Greening “One Belt – One Road” with bamboo and rattan
This morning, I attended the China Council for International Cooperation on Environment and Development (CCICED) Annual General Meeting for a discussion about the greening of the “One Belt One Road” initiative. President Xi Jinping launched the Silk Road Economic Belt and Maritime Silk Road in 2013, as two major regional cooperation efforts, and they are now referenced as the “One Belt One Road” initiative.
At the heart of “One Belt – One Road” lies the creation of an economic land belt that includes countries on the original Silk Road through Central Asia, West Asia, the Middle East and Europe, as well as a maritime road that links China’s port facilities with Southeast and South Asia and the African coast, pushing up through the Suez Canal into the Mediterranean. But it has developed into a major Regional development plan, and an opportunity to promote South-South cooperation amongst the 60+ countries involved.
Another Chinese innovation is the concept of eco-civilisation, which was incorporated into the Communist Party of China Charter at the 18th National Congress in 2012, indicating that it has been elevated to the center of China’s national development strategy. The core aim of eco-civilization is to balance the relationship between humanity and nature. Eco-civilisation is based on the socio-economic-environmental triangle of sustainable development, but also takes into account cultural and institutional considerations. I have talked about eco-civilization in previous reports about the Eco-Forum Global in Guiyang, Guizhou.
This CCICED meeting in Beijing brought together a group of experts to present their thoughts and recommendations about greening the “One Belt-One Road” initiative, and I was given the opportunity to speak about bamboo and rattan. I presented the International Network of Bamboo and Rattan (INBAR) as the first Inter-Governmental Organisation based in China and I explained how bamboo and rattan contribute to all 5 aspects of eco-civilisation.
- Economically, bamboo and rattan currently represent a market value of nearly USD 60 billion, with China as the dominant producer and Europe and USA as the two main consumers.
- Environmentally, bamboo and rattan provide opportunities for sustainable natural resources management, land restoration, climate change mitigation and biodiversity conservation. I reminded the audience that the Giant Panda depends on healthy bamboo vegetation for its survival.
- Socially, bamboo and rattan cultivation and small and medium enterprise development provides jobs and income for local poor communities. Some 7.5million people are engaged in bamboo industry in China and this is expected to rise to 10 million by 2020.
- Culturally, bamboo and rattan have been used for construction and production of furniture and household utensils for thousands of years, while bamboo is a traditional source of household energy. Both plants feature in local village life and play an important role in many traditions and ceremonies.
- Institutionally, bamboo development requires inter-sector coordination, as the plants and their products fall under the purview of several authorities, including those responsible for forestry, agriculture, environment, rural development, energy and small scale industries.

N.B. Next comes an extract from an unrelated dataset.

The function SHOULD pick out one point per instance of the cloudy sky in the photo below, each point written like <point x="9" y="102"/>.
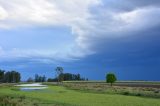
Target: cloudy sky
<point x="90" y="37"/>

I reminded the audience that bamboo and rattan grow in many of the countries covered by the “One Belt One Road” initiative, and I made the point that bamboo and rattan therefore are excellent opportunities to promote green development in these countries. I explained that China is already providing training and capacity building for bamboo entrepreneurs, and promoting South-South collaboration in the field of bamboo and rattan development, bilaterally and through INBAR.
There is progress, and there are positive signs for global bamboo and rattan innovation and development. But – with proper planning and increased coordination, we can do a lot more!